Nvidia respinge l'aumento della tassa per il visto H-1B: il CEO Huang promette di coprire la commissione di $ 100K

Nvidia respinge l'aumento della tassa per il visto H-1B: il CEO Huang promette di coprire la commissione di $ 100K
Devesh Kumar
07 ott 2025, 20:08 PM
  • Il CEO di Nvidia, Jensen Huang, si impegna a coprire le nuove tariffe per i visti H-1B.
  • La commissione di $ 100.000 potrebbe mettere a dura prova le startup e rallentare l'innovazione negli Stati Uniti.
  • Huang sottolinea che l'immigrazione è vitale per il vantaggio tecnologico americano.

Il CEO di Nvidia, Jensen Huang, ha recentemente condiviso che la società continuerà a sponsorizzare i visti H-1B e a coprire tutti i costi, anche alla luce del nuovo ordine esecutivo del presidente Trump, che prevede una tassa di $ 100.000 su ogni nuova domanda H-1B.

Secondo un rapporto di Business Insider, Huang ha sottolineato quanto sia cruciale l'immigrazione, non solo per Nvidia, ma per l'intera industria tecnologica, sottolineando che attrarre i migliori talenti da tutto il mondo è la chiave per mantenere gli Stati Uniti all'avanguardia della tecnologia e dell'innovazione.

Cosa dice il CEO di Nvidia sull'aumento della tassa per il visto H-1B?

Lo sviluppo arriva dopo l'ordine esecutivo del presidente degli Stati Uniti Trump del mese scorso, che prevede una tassa di $ 100.000 per le aziende che sponsorizzano nuovi visti H-1B.

L'obiettivo è dare priorità all'assunzione di lavoratori americani e reprimere quello che alcuni vedono come un uso improprio del sistema dei visti.

Ma le grandi aziende tecnologiche, che fanno molto affidamento su talenti internazionali qualificati, soprattutto nell'intelligenza artificiale e nell'ingegneria, sono piuttosto preoccupate.

In un messaggio ai dipendenti di Nvidia, il CEO Jensen Huang, che è lui stesso un immigrato, ha parlato di come le opportunità negli Stati Uniti abbiano plasmato la sua vita e la sua carriera.

Ha chiarito che Nvidia non sarebbe il leader tecnologico globale che è oggi senza il contributo degli immigrati.

"L'immigrazione legale rimane essenziale per garantire che gli Stati Uniti continuino a essere leader nella tecnologia e nelle idee", ha scritto, dimostrando che la decisione dell'azienda di coprire le commissioni è qualcosa di più del denaro; è una questione di principio.
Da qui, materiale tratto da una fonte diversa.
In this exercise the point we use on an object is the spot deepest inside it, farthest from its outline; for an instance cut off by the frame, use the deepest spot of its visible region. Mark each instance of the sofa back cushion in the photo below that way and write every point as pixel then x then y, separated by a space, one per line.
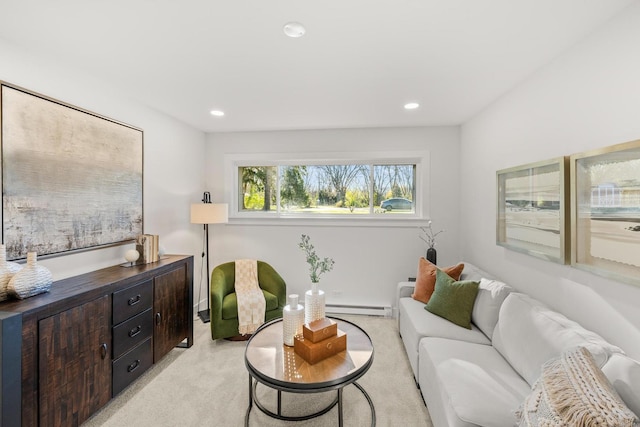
pixel 491 295
pixel 528 334
pixel 624 375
Pagando il conto per le nuove commissioni, Nvidia sta inviando un segnale forte che si impegna a mantenere i migliori talenti internazionali.

Entro l'anno fiscale 2025, l'azienda contava più di 1.500 titolari di visto H-1B tra i suoi 36.000 dipendenti in tutto il mondo, il che la rende uno dei maggiori sponsor di visti nel settore tecnologico.

Trovare un equilibrio tra riforma dell'immigrazione e innovazione

L'opinione di Huang sulla politica è piuttosto equilibrata. Pur sostenendo la riforma del sistema di immigrazione, ammette che la tassa di $ 100.000 "probabilmente pone l'asticella un po' troppo in alto".

Questo tipo di costo colpisce molto più duramente le startup più piccole rispetto alle aziende ben finanziate come Nvidia.

I critici temono che tariffe così elevate possano effettivamente danneggiare l'innovazione negli Stati Uniti, poiché i lavoratori qualificati potrebbero cercare opportunità all'estero e il flusso di talenti globali da cui dipende la tecnologia potrebbe rallentare.

I leader tecnologici e gli economisti temono che questa politica possa innescare una fuga di cervelli, rendendo più difficile per gli Stati Uniti attrarre i migliori talenti da tutto il mondo.

I massimi dirigenti del mondo tecnologico hanno sollevato preoccupazioni per l'incertezza intorno alle nuove regole, che rende più difficile l'ingresso di talenti globali.

Altri avvertono che l'aumento dei costi e il minor numero di lavoratori specializzati potrebbero rallentare le startup e l'innovazione.

Tuttavia, Huang rimane ottimista. Ha sottolineato che l'immigrazione è ancora una pietra miliare del sogno americano e uno dei principali motori della leadership tecnologica.

Continuando a sponsorizzare i visti e a coprire le tasse, Nvidia invia un messaggio chiaro: si impegna a supportare una forza lavoro diversificata e globale, rimanendo al passo con i tempi in un settore altamente competitivo.